Question

Two metal plate form a parallel plate capacitor. The distance between the plates is \(\mathrm{d}\). A metal sheet of thickness \(\mathrm{d} / 2\) and of the same area is introduced between the plates. What is the ratio of the capacitance in the two cases? (A) \(4: 1\) (B) \(3: 1\) (C) \(2: 1\) (D) \(5: 1\)

Short answer

The ratio of the capacitance in the two cases is (C) \(2:1\).

Step-by-step solution

Understand the capacitance formula for parallel plate capacitor

Capacitance (C) between two plates is given by the formula: \(C = \frac{\epsilon A}{d}\) Where ε is the permittivity of the dielectric material between the plates, A is the area of the plates, and d is the distance between them.

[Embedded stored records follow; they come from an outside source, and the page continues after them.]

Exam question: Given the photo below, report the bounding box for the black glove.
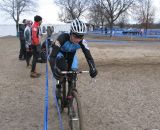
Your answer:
[89,68,98,78]
[53,68,63,80]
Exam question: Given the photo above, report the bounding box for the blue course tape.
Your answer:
[44,39,64,130]
[44,40,48,130]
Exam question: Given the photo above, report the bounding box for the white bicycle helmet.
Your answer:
[71,18,87,35]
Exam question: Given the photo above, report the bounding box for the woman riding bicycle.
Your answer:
[49,19,98,95]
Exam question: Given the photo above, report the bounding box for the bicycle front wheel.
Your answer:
[68,91,83,130]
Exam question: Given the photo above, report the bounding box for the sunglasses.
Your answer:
[72,33,84,39]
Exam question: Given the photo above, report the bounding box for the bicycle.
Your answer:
[57,71,89,130]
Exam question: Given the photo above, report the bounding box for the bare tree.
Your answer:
[54,0,90,21]
[134,0,155,32]
[89,2,106,28]
[99,0,134,37]
[117,11,129,28]
[0,0,37,33]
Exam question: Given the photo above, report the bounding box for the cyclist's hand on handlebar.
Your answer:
[89,68,98,78]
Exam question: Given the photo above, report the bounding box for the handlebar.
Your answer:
[61,70,89,74]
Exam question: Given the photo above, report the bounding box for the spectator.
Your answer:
[30,15,42,78]
[19,19,26,60]
[24,20,32,68]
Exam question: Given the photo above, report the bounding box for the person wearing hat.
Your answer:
[24,20,32,68]
[19,19,26,60]
[30,15,42,78]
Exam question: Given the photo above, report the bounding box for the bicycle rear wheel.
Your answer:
[68,91,83,130]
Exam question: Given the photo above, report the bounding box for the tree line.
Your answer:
[0,0,158,36]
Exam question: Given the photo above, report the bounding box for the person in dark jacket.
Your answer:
[24,20,32,68]
[49,19,98,95]
[19,19,26,60]
[30,15,42,78]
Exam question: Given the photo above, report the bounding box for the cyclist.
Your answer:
[49,19,98,95]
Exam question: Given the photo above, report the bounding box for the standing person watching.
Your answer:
[24,20,32,68]
[19,19,26,60]
[50,19,98,96]
[30,15,42,78]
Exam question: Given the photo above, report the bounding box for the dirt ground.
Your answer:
[0,37,160,130]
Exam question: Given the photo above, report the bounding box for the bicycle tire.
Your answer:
[68,90,84,130]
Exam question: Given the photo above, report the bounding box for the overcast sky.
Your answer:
[0,0,160,24]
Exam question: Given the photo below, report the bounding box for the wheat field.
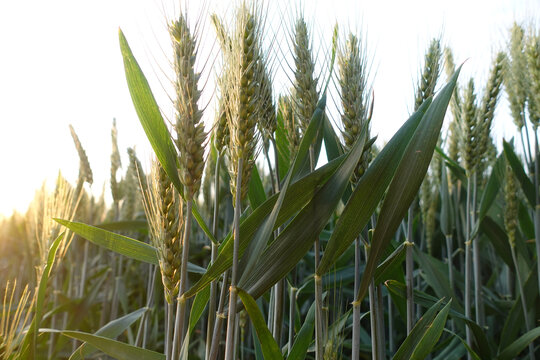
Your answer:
[0,1,540,360]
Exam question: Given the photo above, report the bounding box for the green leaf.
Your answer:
[59,329,165,360]
[499,265,538,351]
[118,29,217,243]
[413,246,463,311]
[385,280,492,360]
[375,243,406,285]
[97,220,148,233]
[69,308,148,360]
[503,140,536,208]
[189,286,210,333]
[287,302,315,360]
[248,165,266,209]
[244,108,365,298]
[237,288,283,360]
[54,219,206,274]
[356,68,461,301]
[497,326,540,360]
[411,300,452,359]
[392,299,442,360]
[238,95,326,287]
[184,155,345,297]
[480,216,514,269]
[21,233,65,359]
[440,166,454,236]
[317,100,431,276]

Capacitance in the first case (C1)

The first case, the distance between the plates is d. Using the capacitance formula for a parallel plate capacitor: \(C_1 = \frac{\epsilon A}{d}\)

Capacitance in the second case (C2)

In the second case, a metal sheet is introduced between the plates and it has a thickness of d/2. The metal sheet divides the capacitor into two capacitors connected in series, each with a thickness of d/2. The new capacitance (C2) is equal to the capacitance of one of these new capacitors multiplied by 2 in series: \(C'_2 = \frac{\epsilon A}{d/2}\) As the two capacitors are in series, their total capacitance (C2) can be found using the formula for capacitors in series: \(\frac{1}{C_2} = \frac{1}{C'_2} + \frac{1}{C'_2}\) Which can be simplified to: \(\frac{1}{C_2} = 2 \cdot \frac{1}{C'_2}\)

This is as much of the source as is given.